Re: [PATCH v4 2/2] ufs: core: requeue aborted request

[Date Prev][Date Next][Thread Prev][Thread Next][Date Index][Thread Index]

 



On Wed, 2024-09-18 at 11:29 -0700, Bart Van Assche wrote:
>  	 
> External email : Please do not click links or open attachments until
> you have verified the sender or the content.
>  On 9/18/24 6:29 AM, Peter Wang (王信友) wrote:
> > Basically, this patch currently only needs to handle requeueing
> > for the error handler abort.
> > The approach for DBR mode and MCQ mode should be consistent.
> > If receive an interrupt response (OCS:ABORTED or
> INVALID_OCS_VALUE),
> > then set DID_REQUEUE. If there is no interrupt, it will also set
> > SCSI DID_REQUEUE in ufshcd_err_handler through
> > ufshcd_complete_requests
> > with force_compl = true.
> 
> Reporting a completion for commands cleared by writing into the
> legacy
> UTRLCLR register is not compliant with any version of the UFSHCI
> standard. Reporting a completion for commands cleared by writing into
> that register is problematic because it causes
> ufshcd_release_scsi_cmd()
> to be called as follows:
> 
> ufshcd_sl_intr()
>    ufshcd_transfer_req_compl()
>      ufshcd_poll()
>        __ufshcd_transfer_req_compl()
>          ufshcd_compl_one_cqe()
>            cmd->result = ...
>            ufshcd_release_scsi_cmd()
>            scsi_done()
> 
> Calling ufshcd_release_scsi_cmd() if a command has been cleared is
> problematic because the SCSI core does not expect this. If 
> ufshcd_try_to_abort_task() clears a SCSI command, 
> ufshcd_release_scsi_cmd() must not be called until the SCSI core
> decides to release the command. This is why I wrote in a previous
> mail
> that I think that a quirk should be introduced to suppress the
> completions generated by clearing a SCSI command.
> 

Hi Bart,

I'm not sure if I'm misunderstanding your point, but I feel that
ufshcd_release_scsi_cmd should always be called. It's scsi_done 
that shouldn't be called, as it should be left to the SCSI layer 
to decide how to handle this command. 
Because ufshcd_release_scsi_cmd is just about releasing resources 
related to ufshcd_map_sg and the clock at the UFS driver level. 
scsi_done is what notifies the SCSI layer that the cmd has finished, 
asking it to look at the result to decide how to proceed.
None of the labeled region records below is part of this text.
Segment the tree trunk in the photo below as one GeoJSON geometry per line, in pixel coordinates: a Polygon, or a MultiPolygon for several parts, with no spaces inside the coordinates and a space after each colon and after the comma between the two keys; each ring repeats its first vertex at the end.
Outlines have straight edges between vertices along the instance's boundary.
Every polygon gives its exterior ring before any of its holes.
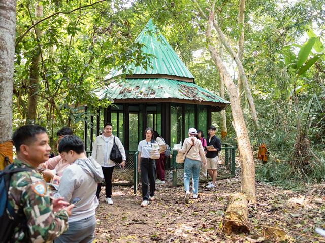
{"type": "MultiPolygon", "coordinates": [[[[215,22],[214,19],[213,20],[213,26],[217,31],[219,38],[222,43],[222,44],[223,44],[223,46],[224,46],[224,47],[225,47],[225,49],[227,50],[227,51],[231,56],[232,59],[235,60],[237,67],[238,68],[238,72],[239,73],[238,78],[240,78],[240,79],[242,80],[242,82],[243,83],[246,95],[247,97],[248,103],[249,103],[249,106],[250,107],[252,119],[254,122],[254,125],[255,126],[255,129],[258,130],[259,129],[259,125],[258,124],[258,119],[257,118],[256,109],[255,108],[254,100],[250,91],[250,88],[249,88],[248,81],[247,80],[247,78],[245,74],[245,71],[244,70],[244,67],[243,67],[243,64],[239,60],[239,58],[237,56],[237,54],[235,53],[235,52],[231,47],[230,44],[226,39],[224,35],[223,34],[223,33],[222,32],[222,31],[220,28],[220,26],[218,25],[218,24],[215,22]]],[[[236,89],[236,93],[237,93],[237,91],[236,89]]]]}
{"type": "Polygon", "coordinates": [[[226,219],[223,227],[226,234],[231,233],[249,233],[248,202],[242,193],[233,193],[229,196],[229,203],[225,212],[226,219]]]}
{"type": "MultiPolygon", "coordinates": [[[[214,8],[213,6],[212,9],[213,10],[214,8]]],[[[237,96],[236,86],[220,58],[219,53],[213,44],[211,26],[214,19],[214,15],[213,11],[212,11],[209,17],[206,33],[209,51],[219,71],[222,73],[229,95],[232,114],[237,136],[238,148],[241,155],[242,192],[247,196],[249,200],[252,202],[255,202],[255,165],[253,152],[244,119],[243,111],[240,107],[239,99],[237,96]]]]}
{"type": "MultiPolygon", "coordinates": [[[[244,32],[245,29],[245,0],[239,0],[239,14],[238,15],[238,25],[239,26],[239,37],[238,38],[238,49],[237,56],[241,62],[244,57],[244,32]]],[[[237,94],[239,101],[243,93],[243,82],[240,78],[240,73],[238,71],[238,82],[237,85],[237,94]]]]}
{"type": "MultiPolygon", "coordinates": [[[[43,6],[40,4],[39,1],[35,4],[35,17],[39,19],[43,16],[43,6]]],[[[35,34],[39,43],[40,38],[42,35],[42,32],[38,26],[35,26],[35,34]]],[[[27,121],[30,122],[35,120],[36,119],[36,108],[37,107],[37,93],[39,89],[39,82],[40,79],[40,71],[39,66],[41,60],[40,46],[39,45],[38,52],[31,59],[31,65],[30,66],[29,73],[29,87],[28,91],[28,106],[27,115],[27,121]]]]}
{"type": "Polygon", "coordinates": [[[0,1],[0,143],[12,134],[16,0],[0,1]]]}
{"type": "MultiPolygon", "coordinates": [[[[223,47],[222,44],[220,43],[219,50],[220,57],[222,59],[223,55],[223,47]]],[[[220,96],[222,99],[224,99],[224,81],[223,80],[223,76],[221,72],[219,72],[219,80],[220,84],[220,96]]],[[[228,132],[227,131],[227,118],[225,116],[225,110],[221,110],[221,138],[224,138],[227,136],[228,132]]]]}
> > The more problematic part is with MCQ mode. To imitate the DBR
> > approach, we just need to set DID_REQUEUE upon receiving an
> interrupt.
> > Everything else remains the same. This would make things simpler.
> > 
> > Moving forward, if we want to simplify things and we have also
> > taken stock of the two or three scenarios where OCS: ABORTED
> occurs,
> > do we even need a flag? Couldn't we just set DID_REQUEUE directly
> > for OCS: ABORTED?
> > What do you think?
> 
> How about making ufshcd_compl_one_cqe() skip entries with status
> OCS_ABORTED? That would make ufshcd_compl_one_cqe() behave as the
> SCSI core expects, namely not freeing any command resources if a
> SCSI command is aborted successfully.
> 
> This approach may require further changes to ufshcd_abort_all().
> In that function there are separate code paths for legacy and MCQ
> mode. This is less than ideal. Would it be possible to combine
> these code paths by removing the ufshcd_complete_requests() call
> from ufshcd_abort_all() and by handling completions from inside
> ufshcd_abort_one()?
> 
> Thanks,
> 
> Bart.

The four case flows for abort are as follows:
----------------------------------------------------------------

Case1: DBR ufshcd_abort

In this case, you can see that ufshcd_release_scsi_cmd will 
definitely be called.

ufshcd_abort()
  ufshcd_try_to_abort_task()		// It should trigger an
interrupt, but the tensor might not
  get outstanding_lock
  clear outstanding_reqs tag
  ufshcd_release_scsi_cmd()
  release outstanding_lock

ufshcd_intr()
  ufshcd_sl_intr()
    ufshcd_transfer_req_compl()
      ufshcd_poll()
        get outstanding_lock
        clear outstanding_reqs tag
        release outstanding_lock			
        __ufshcd_transfer_req_compl()
          ufshcd_compl_one_cqe()
          cmd->result = DID_REQUEUE	// mediatek may need quirk
change DID_ABORT to DID_REQUEUE
          ufshcd_release_scsi_cmd()
          scsi_done();

In most cases, ufshcd_intr will not reach scsi_done because the 
outstanding_reqs tag is cleared by the original thread. 
Therefore, whether there is an interrupt or not doesn't affect 
the result because the ISR will do nothing in most cases. 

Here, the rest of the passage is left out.